Herausgabeprozess des Nachlassinsolvenzverwalters gegen den Erben: Bindung des Prozessgerichts durch den Eröffnungsbeschluss des Insolvenzgerichts und durch ein Forderungsfeststellung zur Insolvenztabelle


Leitsatz

1. Im Herausgabeprozess des Nachlassinsolvenzverwalters gegen den Erben ist nicht zu prüfen, ob die Eröffnung des Nachlassinsolvenzverfahrens zu Recht erfolgt ist. Das Prozessgericht ist an den rechtskräftigen Eröffnungsbeschluss des Insolvenzgerichts gebunden.

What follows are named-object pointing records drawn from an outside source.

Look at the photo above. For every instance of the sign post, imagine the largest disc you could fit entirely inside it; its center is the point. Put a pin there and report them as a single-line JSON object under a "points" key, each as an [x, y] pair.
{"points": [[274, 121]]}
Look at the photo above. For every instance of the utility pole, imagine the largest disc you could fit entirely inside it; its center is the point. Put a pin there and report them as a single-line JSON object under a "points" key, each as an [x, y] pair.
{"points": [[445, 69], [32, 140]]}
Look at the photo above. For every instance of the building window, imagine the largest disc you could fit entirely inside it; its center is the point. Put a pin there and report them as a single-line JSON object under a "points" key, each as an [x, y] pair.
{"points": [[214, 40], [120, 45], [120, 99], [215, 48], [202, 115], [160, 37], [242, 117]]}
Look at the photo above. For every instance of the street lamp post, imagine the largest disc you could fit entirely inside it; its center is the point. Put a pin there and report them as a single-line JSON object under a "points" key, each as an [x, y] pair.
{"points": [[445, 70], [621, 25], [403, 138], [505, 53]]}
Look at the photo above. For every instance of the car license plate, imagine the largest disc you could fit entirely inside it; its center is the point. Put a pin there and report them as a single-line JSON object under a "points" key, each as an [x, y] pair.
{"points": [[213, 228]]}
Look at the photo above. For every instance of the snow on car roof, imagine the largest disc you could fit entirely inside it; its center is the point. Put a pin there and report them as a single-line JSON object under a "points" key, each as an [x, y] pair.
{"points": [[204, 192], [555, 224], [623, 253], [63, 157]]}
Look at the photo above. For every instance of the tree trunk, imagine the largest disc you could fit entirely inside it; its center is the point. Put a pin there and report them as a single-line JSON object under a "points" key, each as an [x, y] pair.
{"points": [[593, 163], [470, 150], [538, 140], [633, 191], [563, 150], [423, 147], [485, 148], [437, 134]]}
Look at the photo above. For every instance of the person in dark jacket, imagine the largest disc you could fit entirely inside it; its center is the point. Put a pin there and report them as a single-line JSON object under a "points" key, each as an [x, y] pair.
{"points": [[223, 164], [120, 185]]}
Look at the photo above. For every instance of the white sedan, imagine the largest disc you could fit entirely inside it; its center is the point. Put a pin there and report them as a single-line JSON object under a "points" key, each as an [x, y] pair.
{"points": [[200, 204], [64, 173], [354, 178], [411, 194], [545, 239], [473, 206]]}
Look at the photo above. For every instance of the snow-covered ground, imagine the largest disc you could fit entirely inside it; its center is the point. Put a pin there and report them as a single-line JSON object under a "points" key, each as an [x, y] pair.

2. Wird im Nachlassinsolvenzverfahren die Forderung eines Gläubigers widerspruchslos zur Insolvenztabelle festgestellt, ist das Prozessgericht im Rechtsstreit zwischen Nachlassinsolvenzverwalter und Erben, in dem um die Herausgabe des durch eine Verwaltungsmaßnahme Erlangten gestritten wird, an die Feststellung gebunden.

Tenor

Auf die Revision des [X.] wird das Urteil des [X.] in [X.] des [X.] vom 27. Januar 2012 aufgehoben.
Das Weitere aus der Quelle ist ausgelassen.